可是那又怎么样?
对于司徒颜来说,这些都是缘分,是上天指使他们再一次相遇,相知,然后他离她如此之近……
近到他们四目相对,看得对方的眸子映出自己的样子。
“路垚,你叫过这个名字……”
云月儿的眼睛更是圆睁起来,“你怎么知道这个名字?你想起来了?”
“嗯。”司徒颜应了一声,看着她眼中绽放出来的欢喜,他便也欢喜了。
他知道自己不是路垚,他是司徒颜,只是能够看到一些路垚的记忆,但是在她这里,他想要骗她,就算是一辈子当她心里的路垚,司徒颜也觉得没有什么不可以的。
“我还是觉得你们两个不是同一个人!”云月儿有些埋怨的轻声道。
却是比之前的疏离更多了一份亲昵,还有那种微带着几分鼻音的哼哼,带着几分娇气,那是她所能给予枕边人的温柔。
却让司徒颜觉得贴切。
“说什么呢?我也要听我也要听!”郑仕良咧嘴笑着,把脑袋凑了过来。
云月儿一下子就把他的脑袋给推过去了,司徒颜也很有默契的伸出手和云月儿一起抵住他的额头,把他推开。
郑仕良:“???”
“呜呜呜,他们手太黑了,揍我脸上了,我也没办法呜呜呜。

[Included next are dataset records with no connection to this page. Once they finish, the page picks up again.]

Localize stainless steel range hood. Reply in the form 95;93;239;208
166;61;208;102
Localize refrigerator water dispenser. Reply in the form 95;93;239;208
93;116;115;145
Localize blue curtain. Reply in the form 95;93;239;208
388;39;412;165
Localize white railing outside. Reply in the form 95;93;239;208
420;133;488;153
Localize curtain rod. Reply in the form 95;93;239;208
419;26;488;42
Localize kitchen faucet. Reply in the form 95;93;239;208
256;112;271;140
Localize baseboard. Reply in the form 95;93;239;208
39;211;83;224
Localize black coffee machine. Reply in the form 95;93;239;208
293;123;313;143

”郑仕良攥了攥她的袖子,可怜巴巴的,连头发也乱成鸡窝一样了,“我也疼,要上药。”
云月儿有些无奈,“好了,上药,坐好!”
郑仕良还以为自己还要多多撒泼打滚,可是现在的她出乎意料的温柔,他就张扬的朝着司徒颜笑笑,就把人带到他这边来了。
就是上药的时候,眼睛总是忍不住想要放点电,但在云月儿看来就是眼睛抽抽,她捏了一下他的下巴,“认真一点,要不然我真的不看你了。”
郑仕良就乖乖的坐好了。
骆少川嗤笑一声,“月月你怎么看得上这几个人的,白振邦我认了,有两把刷子,秦福和这个什么郑仕良完全就下三滥。”

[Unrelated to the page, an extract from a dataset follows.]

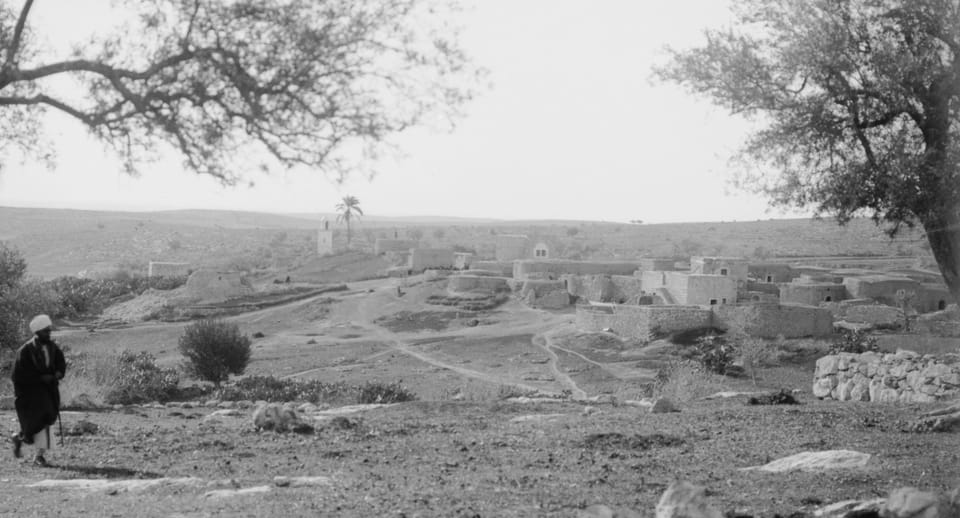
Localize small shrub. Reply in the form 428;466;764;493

“不许你说他们!”云月儿也凶凶的瞪了他一眼,“秦福和郑仕良帮我干活,你帮吗?”
“……谁还不能帮了!”骆少川还嘴硬。
“我在美国有农场,他们三个会种地,你们两个会吗?”云月儿弯起唇角,微微仰着下巴,颇有些骄矜得意,会什么还不是自己调教的?
“不会种地,我要你们干什么?”她又是哼声。
骆少川挠了挠头,“不就是种地?我学!”
“我会。”司徒颜察觉出来她的话不是假的,而是认真的,而他的回答也很认真,“我会种菜。”